Der BFH hat sich der Entscheidung der Vorinstanz angeschlossen und die Revision als unbegründet zurückgewiesen.

Wirtschaftsgüter des Betriebsvermögens verlieren diese Eigenschaft nur durch eine Auflösung des sachlichen oder persönlichen Zusammenhangs mit dem Betrieb (BFH, Urteil vom 31. Januar 1985, IV R 130/82, BStBl II 1985, 395, unter 2.a).

Durch eine bloße Nutzungsänderung ohne Entnahmeerklärung verlieren ursprünglich landwirtschaftlich genutzte Grundstücke nach ständiger Rechtsprechung des BFH ihre Eigenschaft als landwirtschaftliches Betriebsvermögen nur, wenn eine eindeutige Entnahmehandlung vorliegt (BFH, Urteil vom 14. Mai 2009, IV R 44/06, BStBl II 2009, 811, unter II.1.a cc).

Bei entgeltlich zur Nutzung überlassenen Grundstücken, die zum notwendigen Betriebsvermögen eines Verpachtungsbetriebs gehören (s. BFH-Urteil vom 10. Dezember 1992, IV R 115/91, BStBl II 1993, 342, unter 2.), ist das Vorliegen von Betriebsvermögen auch dann nicht grundsätzlich ausgeschlossen, wenn eine land- oder forstwirtschaftliche Nutzung nicht mehr möglich ist.

Solche Grundstücke bleiben bis zu einer Entnahme (geduldetes – gewillkürtes -) Betriebsvermögen, sofern nicht die Nutzungsänderung einen Umfang annimmt, durch den sich der Charakter des landwirtschaftlichen Betriebs derart verändert, dass die Vermögensverwaltung die landwirtschaftliche Betätigung verdrängt (BFH, Urteil vom 22. August 2002, IV R 57/00, BStBl II 2003, 16, unter 1.c).

Als unschädlich hat der BFH hiernach insbesondere die Bestellung einer Vielzahl von Erbbaurechten und die anschließende Bebauung durch die Erbbauberechtigten mit privaten Wohnhäusern angesehen, wenn die endgültige Nutzungsänderung einen Umfang von nicht mehr als 10 % der landwirtschaftlichen Flächen betraf, auch wenn die Erträge aus der Vermögensverwaltung die land- und forstwirtschaftlichen Einkünfte überwogen (BFH, Urteil vom 10. Dezember 1992, IV R 115/91, BStBl II 1993, 342, unter 3.).

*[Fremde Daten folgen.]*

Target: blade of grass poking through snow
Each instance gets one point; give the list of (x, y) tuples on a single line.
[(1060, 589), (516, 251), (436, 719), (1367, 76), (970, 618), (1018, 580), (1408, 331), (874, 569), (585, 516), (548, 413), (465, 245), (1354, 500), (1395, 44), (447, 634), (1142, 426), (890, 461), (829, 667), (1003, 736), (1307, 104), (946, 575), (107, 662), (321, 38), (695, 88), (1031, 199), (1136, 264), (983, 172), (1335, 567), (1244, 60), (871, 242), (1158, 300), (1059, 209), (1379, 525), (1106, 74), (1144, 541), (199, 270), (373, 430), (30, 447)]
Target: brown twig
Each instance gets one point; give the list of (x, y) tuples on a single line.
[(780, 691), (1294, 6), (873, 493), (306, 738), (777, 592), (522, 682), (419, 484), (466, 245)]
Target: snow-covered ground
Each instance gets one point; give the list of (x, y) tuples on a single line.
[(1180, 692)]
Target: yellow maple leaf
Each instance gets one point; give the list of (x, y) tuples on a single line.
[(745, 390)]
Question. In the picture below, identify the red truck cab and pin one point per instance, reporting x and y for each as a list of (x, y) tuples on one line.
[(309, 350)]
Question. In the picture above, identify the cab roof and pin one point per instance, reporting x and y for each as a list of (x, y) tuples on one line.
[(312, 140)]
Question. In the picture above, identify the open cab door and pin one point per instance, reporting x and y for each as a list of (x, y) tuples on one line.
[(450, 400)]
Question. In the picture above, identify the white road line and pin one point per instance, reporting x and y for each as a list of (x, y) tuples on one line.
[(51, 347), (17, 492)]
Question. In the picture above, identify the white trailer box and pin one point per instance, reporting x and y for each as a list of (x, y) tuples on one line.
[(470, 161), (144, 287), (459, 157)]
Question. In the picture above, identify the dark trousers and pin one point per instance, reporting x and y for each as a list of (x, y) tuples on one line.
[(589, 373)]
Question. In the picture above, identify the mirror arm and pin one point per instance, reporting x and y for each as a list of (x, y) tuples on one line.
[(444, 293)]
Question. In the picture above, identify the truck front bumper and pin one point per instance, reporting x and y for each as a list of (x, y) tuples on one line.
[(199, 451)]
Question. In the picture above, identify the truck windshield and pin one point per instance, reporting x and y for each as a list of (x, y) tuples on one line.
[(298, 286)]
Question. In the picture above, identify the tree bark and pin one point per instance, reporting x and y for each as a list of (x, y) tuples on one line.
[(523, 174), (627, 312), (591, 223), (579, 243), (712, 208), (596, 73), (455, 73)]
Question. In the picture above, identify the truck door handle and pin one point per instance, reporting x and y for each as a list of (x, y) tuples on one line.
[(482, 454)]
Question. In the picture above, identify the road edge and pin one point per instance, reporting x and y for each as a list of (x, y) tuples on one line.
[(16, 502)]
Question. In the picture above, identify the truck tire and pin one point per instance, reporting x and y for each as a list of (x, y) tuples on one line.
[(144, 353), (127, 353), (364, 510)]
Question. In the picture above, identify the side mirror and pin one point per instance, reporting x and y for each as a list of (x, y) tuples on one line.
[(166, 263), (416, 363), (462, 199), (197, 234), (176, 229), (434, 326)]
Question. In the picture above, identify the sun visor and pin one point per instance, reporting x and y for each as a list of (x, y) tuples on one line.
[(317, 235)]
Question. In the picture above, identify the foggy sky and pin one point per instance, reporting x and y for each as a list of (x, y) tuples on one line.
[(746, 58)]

Im Streitfall hatte die Nutzungsänderung einen Umfang erreicht, der zu einer Verselbständigung der Vermögensverwaltung führte und damit zu einer Entnahme der dazu dienenden Flächen zwang. Nach den bindenden Feststellungen des Finanzgerichts wurden in den Jahren 1970 bis 1974 Erbbaurechte an (ursprünglich) zu seinem Betriebsvermögen gehörenden Grundstücken im Umfang von 9 739 qm bestellt, was einem Anteil von 10,76 % der Gesamtfläche seines land- und forstwirtschaftlichen Betriebs entsprach.

Die Erbbaugrundstücke wurden von den Erbbauberechtigten anschließend mit privat genutzten Wohnhäusern bebaut. Damit war bei den Erbbaugrundstücken eine endgültige Nutzungsänderung in einem Umfang eingetreten, der die Geringfügigkeitsgrenze von 10 % überstieg und der Eigenschaft der Erbbaugrundstücke als (geduldetes) Betriebsvermögen entgegenstand.

Der Umstand, dass die Unschädlichkeitsgrenze von 10 % --wie die Kläger meinten-- im Streitfall nur geringfügig überschritten ist, führt zu keinem anderen Ergebnis. Aus Gründen der Rechtsklarheit und aus Vereinfachungsgründen ist vielmehr eine strikte Beachtung der Geringfügigkeitsgrenze geboten. Anderenfalls würden nur weitere Abgrenzungsschwierigkeiten bei der Beantwortung der Frage entstehen, unter welchen Voraussetzungen die Überschreitung der Grenze lediglich geringfügig sei.

Update (29. Juni 2022)

Das Urteil VI R 30/18 wurde im BStBl. veröffentlicht, BStBl. II 2022, Seite 312.

Fundstelle

BFH, Urteil vom 31. März 2021 (VI R 30/18), veröffentlicht am 12. August 2021.